FePhyFoFum / phyx

phylogenetics tools for linux (and other mostly posix compliant) computers
blackrim.org
GNU General Public License v3.0
111 stars 17 forks source link

enforce multiple-of-3 for aa2cdn &pxtlate, but also add option to "ignore extra junk" #146

Open josephwb opened 3 years ago

josephwb commented 3 years ago

Found investigating #143. pxaa2cdn won't work if nucleotide sequence lengths are not a multiple of 3 (codons). However, pxtlate will translate as much as it can, and just disregard any "extra" nucleotides. Basically, I was unable to construct an example dataset for pxaa2cnd by using pxtlate, which is worrying,

Seems like both programs should share a policy: either enforce multiples of 3 in a draconian manner, or be chill and let what ever get passed through.

I like the "force the user to use good data" route, but do not do this enough to know how often nuc seqs will have "extra" nucleotides. And from working on the pxaa2cdn example I know how much of a pain it can be to wrangle seq lengths.

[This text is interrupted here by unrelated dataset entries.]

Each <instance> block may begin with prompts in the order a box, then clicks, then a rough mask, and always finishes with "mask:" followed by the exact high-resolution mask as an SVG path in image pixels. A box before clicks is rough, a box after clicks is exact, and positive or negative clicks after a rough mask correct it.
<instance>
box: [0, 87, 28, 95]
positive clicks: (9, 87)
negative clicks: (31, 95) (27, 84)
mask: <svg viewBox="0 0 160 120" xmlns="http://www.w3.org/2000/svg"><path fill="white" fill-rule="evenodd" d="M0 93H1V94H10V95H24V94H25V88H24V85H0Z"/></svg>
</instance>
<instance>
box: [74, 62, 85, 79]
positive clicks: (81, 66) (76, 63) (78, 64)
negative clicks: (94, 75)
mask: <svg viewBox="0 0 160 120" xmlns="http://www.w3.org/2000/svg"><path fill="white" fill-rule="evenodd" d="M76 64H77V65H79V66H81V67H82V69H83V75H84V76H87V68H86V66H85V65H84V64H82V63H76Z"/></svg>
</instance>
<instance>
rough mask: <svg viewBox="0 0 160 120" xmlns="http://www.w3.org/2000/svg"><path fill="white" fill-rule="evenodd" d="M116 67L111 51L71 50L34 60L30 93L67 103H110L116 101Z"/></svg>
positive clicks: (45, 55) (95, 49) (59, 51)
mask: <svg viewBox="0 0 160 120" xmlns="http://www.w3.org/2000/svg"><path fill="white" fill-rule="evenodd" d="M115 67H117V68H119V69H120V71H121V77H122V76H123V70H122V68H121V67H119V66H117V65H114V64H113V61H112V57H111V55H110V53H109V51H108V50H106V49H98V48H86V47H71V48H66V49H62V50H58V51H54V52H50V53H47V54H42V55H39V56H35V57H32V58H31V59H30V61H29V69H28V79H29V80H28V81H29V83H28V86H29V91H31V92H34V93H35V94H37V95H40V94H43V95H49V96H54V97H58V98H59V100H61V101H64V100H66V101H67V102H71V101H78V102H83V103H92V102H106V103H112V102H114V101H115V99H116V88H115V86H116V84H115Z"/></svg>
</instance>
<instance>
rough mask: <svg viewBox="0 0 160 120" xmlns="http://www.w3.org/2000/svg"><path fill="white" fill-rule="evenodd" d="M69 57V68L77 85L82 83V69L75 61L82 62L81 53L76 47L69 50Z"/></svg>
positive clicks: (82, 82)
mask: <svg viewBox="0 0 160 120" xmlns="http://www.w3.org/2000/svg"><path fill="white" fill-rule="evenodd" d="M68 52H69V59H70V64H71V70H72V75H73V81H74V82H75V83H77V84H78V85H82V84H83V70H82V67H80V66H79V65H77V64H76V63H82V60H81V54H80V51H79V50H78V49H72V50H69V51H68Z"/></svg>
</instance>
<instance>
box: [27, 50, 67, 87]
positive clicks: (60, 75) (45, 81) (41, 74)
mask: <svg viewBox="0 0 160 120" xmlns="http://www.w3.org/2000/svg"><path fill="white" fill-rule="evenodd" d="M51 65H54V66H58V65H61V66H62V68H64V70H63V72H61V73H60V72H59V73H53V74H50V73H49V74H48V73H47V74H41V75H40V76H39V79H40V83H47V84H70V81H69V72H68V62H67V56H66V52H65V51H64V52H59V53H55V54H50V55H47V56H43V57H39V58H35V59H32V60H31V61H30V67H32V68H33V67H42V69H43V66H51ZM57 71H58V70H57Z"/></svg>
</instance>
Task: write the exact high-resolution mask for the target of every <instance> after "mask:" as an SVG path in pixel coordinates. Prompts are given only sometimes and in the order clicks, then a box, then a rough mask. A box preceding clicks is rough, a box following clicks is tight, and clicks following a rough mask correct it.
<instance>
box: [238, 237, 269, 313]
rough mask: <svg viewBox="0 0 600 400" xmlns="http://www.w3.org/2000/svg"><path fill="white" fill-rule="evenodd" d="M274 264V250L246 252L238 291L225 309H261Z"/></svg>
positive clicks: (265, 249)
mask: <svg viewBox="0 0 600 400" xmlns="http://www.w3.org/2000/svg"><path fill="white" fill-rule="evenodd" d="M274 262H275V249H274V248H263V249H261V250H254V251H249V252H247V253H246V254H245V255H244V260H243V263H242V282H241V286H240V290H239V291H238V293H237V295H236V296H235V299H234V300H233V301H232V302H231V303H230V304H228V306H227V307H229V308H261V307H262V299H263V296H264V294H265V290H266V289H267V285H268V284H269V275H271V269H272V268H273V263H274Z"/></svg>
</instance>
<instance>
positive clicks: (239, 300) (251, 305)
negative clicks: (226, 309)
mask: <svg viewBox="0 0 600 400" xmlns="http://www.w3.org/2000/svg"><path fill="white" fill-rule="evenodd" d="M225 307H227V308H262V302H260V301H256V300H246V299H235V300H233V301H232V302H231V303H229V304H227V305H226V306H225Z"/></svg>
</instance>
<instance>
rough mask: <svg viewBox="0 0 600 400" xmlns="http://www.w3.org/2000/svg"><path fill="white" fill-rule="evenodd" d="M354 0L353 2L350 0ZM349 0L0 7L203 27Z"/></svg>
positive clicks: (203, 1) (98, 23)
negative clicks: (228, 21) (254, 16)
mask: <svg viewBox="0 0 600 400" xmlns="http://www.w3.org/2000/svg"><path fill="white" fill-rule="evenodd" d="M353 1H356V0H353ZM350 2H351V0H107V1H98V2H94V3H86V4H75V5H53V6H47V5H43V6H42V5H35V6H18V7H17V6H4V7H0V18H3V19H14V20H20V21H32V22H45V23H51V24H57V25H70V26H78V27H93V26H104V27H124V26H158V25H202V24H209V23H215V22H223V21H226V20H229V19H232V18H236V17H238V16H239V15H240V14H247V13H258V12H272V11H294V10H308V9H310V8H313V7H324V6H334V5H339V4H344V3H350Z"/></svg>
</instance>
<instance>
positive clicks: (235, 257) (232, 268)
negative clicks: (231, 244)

I guess @jfwalker would be the best to decide which policy above is most appropriate.

jfwalker commented 3 years ago

@josephwb I feel like this is something we talked about like 5 years ago and decided that it didn't need to be in multiples of three, but now I pretty strongly feel like it should. With all the automated pipelines that exists, the more checks the better.

josephwb commented 3 years ago

Thank you @jfwalker. I will put an enforced check. If necessary, I can put in a -f --force do-it-anyway option for both.

josephwb commented 3 years ago

Should also consider removing terminal (stop) codons here, as they can be a pain.

jbernot commented 2 years ago

+1 for "remove extra junk" option. I would love that feature. I am running into cases were "nucleotide alignment involves 191 codons, but protein alignment involves 190 amino acids. Skipping" In my cases, it is a leading codon that is absent in the AA alignment. I would love if it was possible to ignore the missing leading codon and output only the 190 codons that correspond to the 190 AA.